Used in production by MCP Scoreboard to grade thousands of MCP servers.

Installation

pip install mcp-scoring-engine

Quick Start

Score a server from its GitHub repo (static analysis)

from mcp_scoring_engine import ServerInfo, analyze_repo, compute_score

server = ServerInfo(
    name="my-mcp-server",
    description="A tool server for doing useful things",
    repo_url="https://github.com/owner/my-mcp-server",
)

static = analyze_repo(server.repo_url)
result = compute_score(server, static_result=static)
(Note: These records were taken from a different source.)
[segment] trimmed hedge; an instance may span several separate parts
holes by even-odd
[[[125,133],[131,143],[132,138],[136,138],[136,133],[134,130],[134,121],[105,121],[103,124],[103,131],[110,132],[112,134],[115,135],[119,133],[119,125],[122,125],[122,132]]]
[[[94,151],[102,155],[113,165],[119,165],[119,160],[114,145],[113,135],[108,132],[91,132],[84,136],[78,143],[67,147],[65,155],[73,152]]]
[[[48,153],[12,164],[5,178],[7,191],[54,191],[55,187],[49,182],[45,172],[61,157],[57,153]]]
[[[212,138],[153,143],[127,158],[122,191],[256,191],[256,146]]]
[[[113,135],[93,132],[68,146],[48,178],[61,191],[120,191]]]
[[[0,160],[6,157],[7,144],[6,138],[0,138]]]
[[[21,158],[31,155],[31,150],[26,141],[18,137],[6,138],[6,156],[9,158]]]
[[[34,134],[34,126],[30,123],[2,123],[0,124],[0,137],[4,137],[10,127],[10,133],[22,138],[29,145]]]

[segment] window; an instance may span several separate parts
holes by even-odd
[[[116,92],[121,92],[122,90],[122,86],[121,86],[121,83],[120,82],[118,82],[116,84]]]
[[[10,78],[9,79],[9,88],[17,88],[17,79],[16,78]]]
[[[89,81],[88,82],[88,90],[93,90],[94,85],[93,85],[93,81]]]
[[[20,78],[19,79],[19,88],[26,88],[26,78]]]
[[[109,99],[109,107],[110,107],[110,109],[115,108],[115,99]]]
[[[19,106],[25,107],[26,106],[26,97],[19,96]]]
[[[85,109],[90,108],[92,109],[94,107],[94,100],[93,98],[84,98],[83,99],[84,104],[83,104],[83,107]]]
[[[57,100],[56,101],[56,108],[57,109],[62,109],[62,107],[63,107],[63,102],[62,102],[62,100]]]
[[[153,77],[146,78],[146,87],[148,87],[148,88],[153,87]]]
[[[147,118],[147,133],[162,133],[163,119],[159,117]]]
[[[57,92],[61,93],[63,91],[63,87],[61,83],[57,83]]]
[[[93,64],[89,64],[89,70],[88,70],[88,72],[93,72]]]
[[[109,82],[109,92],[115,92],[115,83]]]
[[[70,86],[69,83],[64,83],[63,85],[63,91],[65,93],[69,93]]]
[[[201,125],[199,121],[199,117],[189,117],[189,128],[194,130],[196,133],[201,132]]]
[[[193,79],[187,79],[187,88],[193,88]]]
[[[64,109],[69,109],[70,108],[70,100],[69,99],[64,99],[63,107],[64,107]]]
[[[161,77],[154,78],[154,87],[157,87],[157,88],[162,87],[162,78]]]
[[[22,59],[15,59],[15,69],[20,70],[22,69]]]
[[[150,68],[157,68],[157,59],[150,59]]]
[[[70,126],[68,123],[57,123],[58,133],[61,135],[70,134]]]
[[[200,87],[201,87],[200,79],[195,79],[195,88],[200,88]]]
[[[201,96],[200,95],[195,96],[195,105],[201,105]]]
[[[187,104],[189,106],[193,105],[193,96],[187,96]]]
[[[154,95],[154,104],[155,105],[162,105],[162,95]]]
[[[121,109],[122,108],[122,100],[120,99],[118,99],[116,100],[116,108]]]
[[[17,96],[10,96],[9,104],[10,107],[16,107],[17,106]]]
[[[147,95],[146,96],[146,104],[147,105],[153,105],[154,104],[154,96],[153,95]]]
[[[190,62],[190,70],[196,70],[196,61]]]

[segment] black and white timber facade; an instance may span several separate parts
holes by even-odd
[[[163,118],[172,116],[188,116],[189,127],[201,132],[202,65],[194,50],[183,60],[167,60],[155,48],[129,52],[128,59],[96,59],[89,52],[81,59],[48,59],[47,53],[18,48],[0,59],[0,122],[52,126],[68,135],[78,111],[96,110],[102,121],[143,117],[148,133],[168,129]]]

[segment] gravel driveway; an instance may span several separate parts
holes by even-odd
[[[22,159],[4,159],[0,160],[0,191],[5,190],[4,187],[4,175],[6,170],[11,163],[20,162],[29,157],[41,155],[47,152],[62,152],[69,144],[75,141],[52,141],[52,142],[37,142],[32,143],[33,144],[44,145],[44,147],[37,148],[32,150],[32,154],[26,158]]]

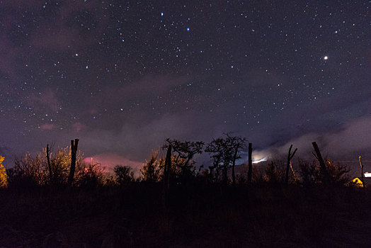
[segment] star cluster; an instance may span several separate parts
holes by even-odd
[[[0,5],[2,152],[78,136],[140,161],[170,135],[265,147],[370,113],[367,1]]]

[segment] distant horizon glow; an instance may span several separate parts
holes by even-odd
[[[370,160],[367,4],[7,1],[0,155],[79,138],[87,157],[137,167],[166,138],[233,133],[253,154],[312,159],[317,141]]]

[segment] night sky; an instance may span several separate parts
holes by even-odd
[[[0,1],[0,154],[166,137],[371,159],[368,1]]]

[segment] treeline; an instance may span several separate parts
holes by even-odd
[[[290,147],[286,159],[275,159],[262,167],[252,164],[252,145],[245,137],[224,134],[205,144],[202,141],[180,141],[168,138],[163,151],[154,151],[135,176],[132,168],[117,165],[113,174],[99,164],[84,161],[77,149],[79,140],[72,140],[71,147],[50,151],[49,145],[35,156],[29,153],[15,158],[14,166],[6,171],[0,162],[1,187],[25,186],[120,186],[132,183],[161,183],[187,185],[191,184],[236,185],[249,184],[282,184],[315,185],[321,184],[344,184],[350,181],[347,166],[324,159],[315,142],[312,162],[292,159],[297,151]],[[236,162],[243,151],[248,151],[248,164],[240,166],[236,173]],[[196,167],[195,155],[207,152],[212,164]]]

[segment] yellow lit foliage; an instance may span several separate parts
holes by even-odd
[[[8,176],[3,165],[5,157],[0,156],[0,188],[6,188],[8,186]]]
[[[352,182],[356,187],[363,187],[363,183],[360,180],[359,178],[356,177],[352,180]]]

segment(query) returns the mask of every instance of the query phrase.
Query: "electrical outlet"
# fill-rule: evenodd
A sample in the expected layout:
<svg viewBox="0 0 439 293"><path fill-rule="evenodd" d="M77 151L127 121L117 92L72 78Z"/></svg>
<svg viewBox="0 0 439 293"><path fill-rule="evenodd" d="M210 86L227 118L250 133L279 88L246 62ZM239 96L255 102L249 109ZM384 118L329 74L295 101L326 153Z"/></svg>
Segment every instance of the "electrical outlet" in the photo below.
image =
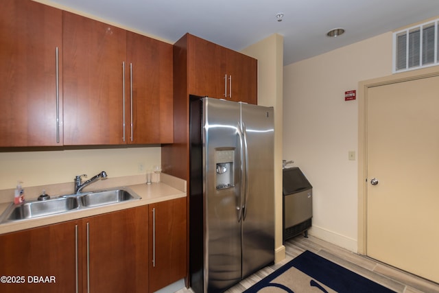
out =
<svg viewBox="0 0 439 293"><path fill-rule="evenodd" d="M142 172L145 172L145 165L143 163L139 163L139 173L142 173Z"/></svg>

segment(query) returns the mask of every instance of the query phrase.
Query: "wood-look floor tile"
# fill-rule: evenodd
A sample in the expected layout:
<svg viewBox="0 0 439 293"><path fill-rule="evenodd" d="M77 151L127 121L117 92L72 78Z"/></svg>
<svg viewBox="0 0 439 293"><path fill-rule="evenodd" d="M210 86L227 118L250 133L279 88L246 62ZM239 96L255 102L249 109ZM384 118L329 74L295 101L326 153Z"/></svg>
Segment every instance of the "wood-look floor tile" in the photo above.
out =
<svg viewBox="0 0 439 293"><path fill-rule="evenodd" d="M225 293L241 293L305 250L309 250L398 293L439 293L439 284L381 263L324 240L298 235L285 244L286 259L252 274ZM183 288L176 293L193 293Z"/></svg>

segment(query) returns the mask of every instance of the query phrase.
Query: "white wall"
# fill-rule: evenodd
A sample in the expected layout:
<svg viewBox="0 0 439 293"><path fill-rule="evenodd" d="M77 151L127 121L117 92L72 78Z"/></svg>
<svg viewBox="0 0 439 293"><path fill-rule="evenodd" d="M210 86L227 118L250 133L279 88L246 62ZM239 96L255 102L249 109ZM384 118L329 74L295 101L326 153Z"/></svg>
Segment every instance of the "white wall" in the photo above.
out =
<svg viewBox="0 0 439 293"><path fill-rule="evenodd" d="M309 233L357 250L358 105L344 92L392 74L388 32L284 67L283 157L313 185ZM343 36L341 36L342 38ZM355 152L355 161L348 152Z"/></svg>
print(result.composite_score)  # 0–100
print(result.grade)            # "A+", "B", "D", etc.
print(result.score_type)       # "partial" (1 tier) or "full" (2+ tiers)

Probe a running server

from mcp_scoring_engine import (
    ServerInfo, probe_server, deep_probe_server, compute_score
)

# Fast health check (~10s) — connection, initialize, ping
fast = probe_server("https://my-server.example.com/mcp")
print(fast.is_reachable, fast.connection_ms)

# Deep protocol probe (~30s) — schema validation, error handling, fuzz testing
deep = deep_probe_server("https://my-server.example.com/mcp")
print(deep.tools_count, deep.schema_valid, deep.fuzz_score)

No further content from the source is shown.